Un père décède en laissant un enfant mineur et, dans son testament, il désigne sa sœur comme tuteur. À l'ouverture de la tutelle, la sœur ne prend pas automatiquement toutes les décisions seule : le conseil de famille (composé des proches prévus par la loi) se réunit pour organiser la tutelle, fixer les modalités de gestion du patrimoine du mineur et encadrer l'exercice de la tutelle.
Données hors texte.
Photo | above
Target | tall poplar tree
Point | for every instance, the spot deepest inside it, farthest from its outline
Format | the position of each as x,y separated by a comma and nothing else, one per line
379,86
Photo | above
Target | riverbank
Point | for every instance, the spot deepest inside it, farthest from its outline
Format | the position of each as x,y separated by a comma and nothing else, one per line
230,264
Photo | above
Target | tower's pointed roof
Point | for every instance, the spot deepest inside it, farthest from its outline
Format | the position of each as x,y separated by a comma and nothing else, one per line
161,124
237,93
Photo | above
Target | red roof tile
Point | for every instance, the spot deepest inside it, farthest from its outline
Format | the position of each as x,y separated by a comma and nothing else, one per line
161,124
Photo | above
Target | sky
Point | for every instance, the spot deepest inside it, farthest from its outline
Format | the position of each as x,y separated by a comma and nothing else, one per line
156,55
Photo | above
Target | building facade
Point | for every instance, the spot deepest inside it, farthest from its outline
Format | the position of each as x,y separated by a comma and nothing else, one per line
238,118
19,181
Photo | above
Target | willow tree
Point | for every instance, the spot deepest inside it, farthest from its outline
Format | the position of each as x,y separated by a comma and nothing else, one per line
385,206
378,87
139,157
Si la sœur décède avant de pouvoir agir ou refuse la charge (vacance), on suit alors la procédure particulière pour désigner un tuteur en l'absence de tuteur testamentaire.
- La nomination d'un tuteur par testament n'empêche pas l'intervention du conseil de famille pour organiser la tutelle.
- Le conseil de famille est destiné à associer des proches à l'organisation et au contrôle de la mesure de tutelle.
- L'article prévoit une exception en cas de vacance : si aucun tuteur n'est en place, la procédure normale impliquant le conseil ne s'applique pas de la même façon.
- Le dispositif cherche à assurer un équilibre entre la volonté du testateur (tuteur testamentaire) et la protection collective de l'entourage familial.
- La mise en place concrète de la tutelle (organisation, répartition des pouvoirs, contrôle de la gestion) se fait donc avec le concours du conseil de famille.